Carrollton High School’s Grisham Stadium-Maddox Track at Historic Trojan Field

This is one in a series of posts showcasing the most outstanding high school football stadiums with artificial turf. Every field has its own story. See the full list Here.

 

Nobody calls Grisham Stadium-Maddox Track at Historic Trojan Field, nestled in the foothills of west Georgia’s Appalachian Mountains, by its longish full name. For decades, dating back to the 1981 opening of the facility — named after local football coaching legend Charlie Grisham, whose Carrollton High School teams went 261-69-13 over 29 seasons, and equally iconic track coach Hugh G. Maddox — it’s simply been known as “Grisham Stadium,” and it ranks high in polls among Georgia’s prep football fans as one of the toughest places in the state for visiting teams to play.

 

“You’d be hard-pressed to find a better stadium,” boasts David Brooks, athletic director at Carrollton High and former offensive coordinator for the Trojans. “And our record here is pretty doggone good.
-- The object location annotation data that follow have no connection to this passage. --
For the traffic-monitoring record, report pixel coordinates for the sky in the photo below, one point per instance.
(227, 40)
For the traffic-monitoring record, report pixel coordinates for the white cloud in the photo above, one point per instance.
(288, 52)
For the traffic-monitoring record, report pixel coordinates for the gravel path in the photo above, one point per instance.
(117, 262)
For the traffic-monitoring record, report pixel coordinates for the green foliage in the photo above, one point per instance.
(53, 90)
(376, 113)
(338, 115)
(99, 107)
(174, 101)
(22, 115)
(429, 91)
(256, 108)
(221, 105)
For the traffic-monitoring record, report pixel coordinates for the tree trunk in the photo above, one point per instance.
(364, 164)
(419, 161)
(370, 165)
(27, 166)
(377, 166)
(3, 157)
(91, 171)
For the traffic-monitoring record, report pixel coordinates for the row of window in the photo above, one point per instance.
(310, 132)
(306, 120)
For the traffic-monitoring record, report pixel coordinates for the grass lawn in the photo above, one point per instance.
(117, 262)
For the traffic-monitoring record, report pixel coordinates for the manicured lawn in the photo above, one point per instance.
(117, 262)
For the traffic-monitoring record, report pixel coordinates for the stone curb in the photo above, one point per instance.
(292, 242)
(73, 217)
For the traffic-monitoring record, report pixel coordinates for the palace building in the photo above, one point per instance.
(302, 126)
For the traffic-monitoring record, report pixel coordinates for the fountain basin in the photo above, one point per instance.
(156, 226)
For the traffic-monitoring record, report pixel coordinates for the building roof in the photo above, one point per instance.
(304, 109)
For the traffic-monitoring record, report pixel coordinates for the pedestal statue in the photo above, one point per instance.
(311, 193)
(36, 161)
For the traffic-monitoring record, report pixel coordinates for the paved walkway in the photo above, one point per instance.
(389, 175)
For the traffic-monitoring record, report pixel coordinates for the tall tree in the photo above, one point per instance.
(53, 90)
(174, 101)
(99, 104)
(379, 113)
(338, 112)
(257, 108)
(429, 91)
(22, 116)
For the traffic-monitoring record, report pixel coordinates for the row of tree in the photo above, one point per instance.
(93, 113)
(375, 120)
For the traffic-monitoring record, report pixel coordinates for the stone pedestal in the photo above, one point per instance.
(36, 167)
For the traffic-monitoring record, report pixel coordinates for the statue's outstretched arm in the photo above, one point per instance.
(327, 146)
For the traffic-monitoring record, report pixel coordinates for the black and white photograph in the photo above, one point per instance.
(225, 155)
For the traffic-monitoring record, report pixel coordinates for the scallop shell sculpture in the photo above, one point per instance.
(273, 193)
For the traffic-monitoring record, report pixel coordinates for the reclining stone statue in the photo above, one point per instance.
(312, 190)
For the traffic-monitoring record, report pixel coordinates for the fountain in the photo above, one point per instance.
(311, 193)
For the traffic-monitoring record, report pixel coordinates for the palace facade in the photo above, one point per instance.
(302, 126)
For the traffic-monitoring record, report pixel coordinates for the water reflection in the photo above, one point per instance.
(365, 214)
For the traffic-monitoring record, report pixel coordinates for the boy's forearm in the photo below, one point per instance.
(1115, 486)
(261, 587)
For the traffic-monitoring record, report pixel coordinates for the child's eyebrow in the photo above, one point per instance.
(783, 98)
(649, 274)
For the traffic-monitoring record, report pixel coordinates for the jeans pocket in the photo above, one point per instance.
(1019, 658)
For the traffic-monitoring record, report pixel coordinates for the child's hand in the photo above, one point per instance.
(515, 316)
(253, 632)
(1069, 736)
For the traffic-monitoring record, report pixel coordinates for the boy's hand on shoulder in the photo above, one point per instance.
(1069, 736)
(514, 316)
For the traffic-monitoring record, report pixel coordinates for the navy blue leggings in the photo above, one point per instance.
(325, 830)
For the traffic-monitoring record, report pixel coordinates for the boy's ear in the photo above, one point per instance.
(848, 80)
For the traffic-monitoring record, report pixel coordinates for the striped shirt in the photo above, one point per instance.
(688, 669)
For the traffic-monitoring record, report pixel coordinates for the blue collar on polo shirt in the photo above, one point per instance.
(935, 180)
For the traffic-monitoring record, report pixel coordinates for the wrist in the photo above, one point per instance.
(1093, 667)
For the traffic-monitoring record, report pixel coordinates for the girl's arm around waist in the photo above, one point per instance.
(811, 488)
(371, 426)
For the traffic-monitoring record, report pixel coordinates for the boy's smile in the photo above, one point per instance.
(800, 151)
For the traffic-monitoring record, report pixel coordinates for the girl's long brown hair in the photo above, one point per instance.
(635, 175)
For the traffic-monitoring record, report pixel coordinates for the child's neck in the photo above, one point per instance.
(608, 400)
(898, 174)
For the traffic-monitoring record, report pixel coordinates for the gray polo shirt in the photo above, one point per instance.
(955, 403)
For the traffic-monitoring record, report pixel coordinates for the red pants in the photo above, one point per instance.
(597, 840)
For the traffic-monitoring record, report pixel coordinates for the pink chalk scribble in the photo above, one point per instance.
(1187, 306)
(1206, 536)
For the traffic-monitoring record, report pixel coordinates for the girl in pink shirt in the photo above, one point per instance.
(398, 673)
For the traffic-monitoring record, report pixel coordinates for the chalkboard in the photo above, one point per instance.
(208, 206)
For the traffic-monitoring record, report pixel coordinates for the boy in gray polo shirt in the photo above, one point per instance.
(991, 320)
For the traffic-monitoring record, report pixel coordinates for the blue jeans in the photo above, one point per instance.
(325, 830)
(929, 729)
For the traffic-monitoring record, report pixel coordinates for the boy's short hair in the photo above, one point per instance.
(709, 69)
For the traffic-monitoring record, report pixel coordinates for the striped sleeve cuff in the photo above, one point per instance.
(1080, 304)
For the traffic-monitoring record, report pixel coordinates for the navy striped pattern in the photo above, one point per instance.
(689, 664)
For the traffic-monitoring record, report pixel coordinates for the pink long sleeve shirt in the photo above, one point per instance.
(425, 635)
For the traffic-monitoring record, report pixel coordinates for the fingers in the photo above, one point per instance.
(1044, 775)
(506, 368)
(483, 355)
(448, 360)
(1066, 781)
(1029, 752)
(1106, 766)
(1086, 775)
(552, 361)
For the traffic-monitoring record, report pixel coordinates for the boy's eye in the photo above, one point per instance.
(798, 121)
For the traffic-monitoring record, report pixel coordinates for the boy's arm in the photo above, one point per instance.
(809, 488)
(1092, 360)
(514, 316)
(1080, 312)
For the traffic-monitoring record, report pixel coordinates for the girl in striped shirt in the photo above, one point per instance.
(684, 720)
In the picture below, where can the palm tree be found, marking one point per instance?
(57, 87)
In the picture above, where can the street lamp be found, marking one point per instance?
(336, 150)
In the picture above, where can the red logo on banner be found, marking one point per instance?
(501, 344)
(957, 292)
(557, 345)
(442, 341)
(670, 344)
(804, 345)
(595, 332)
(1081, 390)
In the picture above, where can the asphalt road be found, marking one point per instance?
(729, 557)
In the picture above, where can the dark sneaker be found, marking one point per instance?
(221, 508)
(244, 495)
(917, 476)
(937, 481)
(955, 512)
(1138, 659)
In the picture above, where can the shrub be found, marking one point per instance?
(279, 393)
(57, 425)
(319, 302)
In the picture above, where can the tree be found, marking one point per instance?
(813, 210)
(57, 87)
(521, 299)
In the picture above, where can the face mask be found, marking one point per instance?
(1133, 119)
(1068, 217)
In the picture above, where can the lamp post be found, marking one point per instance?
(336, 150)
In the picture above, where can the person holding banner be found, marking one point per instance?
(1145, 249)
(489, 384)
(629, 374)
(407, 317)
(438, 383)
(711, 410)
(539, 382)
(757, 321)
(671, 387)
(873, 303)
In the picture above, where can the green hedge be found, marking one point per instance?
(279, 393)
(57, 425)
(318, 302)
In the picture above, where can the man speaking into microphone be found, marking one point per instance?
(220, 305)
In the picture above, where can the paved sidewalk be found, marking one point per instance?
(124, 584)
We don’t lose much at home. We defend our turf pretty well.”

 

That turf is synthetic, and it was installed during a thorough $10 million renovation in 2008 that also included the addition of 1,400 chair-back seats for season-ticket holders (the stadium can hold up to 8,000 spectators, Brooks says), an updated visitors’ locker room, the Trojan Room for special events and an impressive press box. A sleek rubberized black track encompasses the field. Learn more on Carrollton High School’s surface Here.

 

The renovations coincided with the departure of the University of West Georgia’s football team, which shared the field with Carrollton High between 1981 and 2008, when the Wolves (formerly known as the Braves in the pre-Native American mascot controversy era) moved into their own stadium.

 

Carrolton_High_School_Football_Profile_Story

 

Sharing Grisham Stadium with the university no doubt contributed to the field’s rough wear and tear. “We never kept the grass we had,” Brooks says, recalling how the football field needed re-sodding every year. “We played on dirt more than we did on grass.”

 

Today, Grisham Stadium’s turf accommodates Carrollton’s varsity, junior varsity and middle school football programs, plus soccer and lacrosse teams, and recreation leagues.

 

High schools in Georgia have a built-in advantage when it comes to financing artificial turf fields: The state’s special-purpose local-option sales tax provides communities with the choice to levy a one-percent sales tax on taxable items and designate that revenue for construction of schools, parks, roads and related public facilities that will benefit residents. Grisham Stadium’s turf fell under the SPLOST category.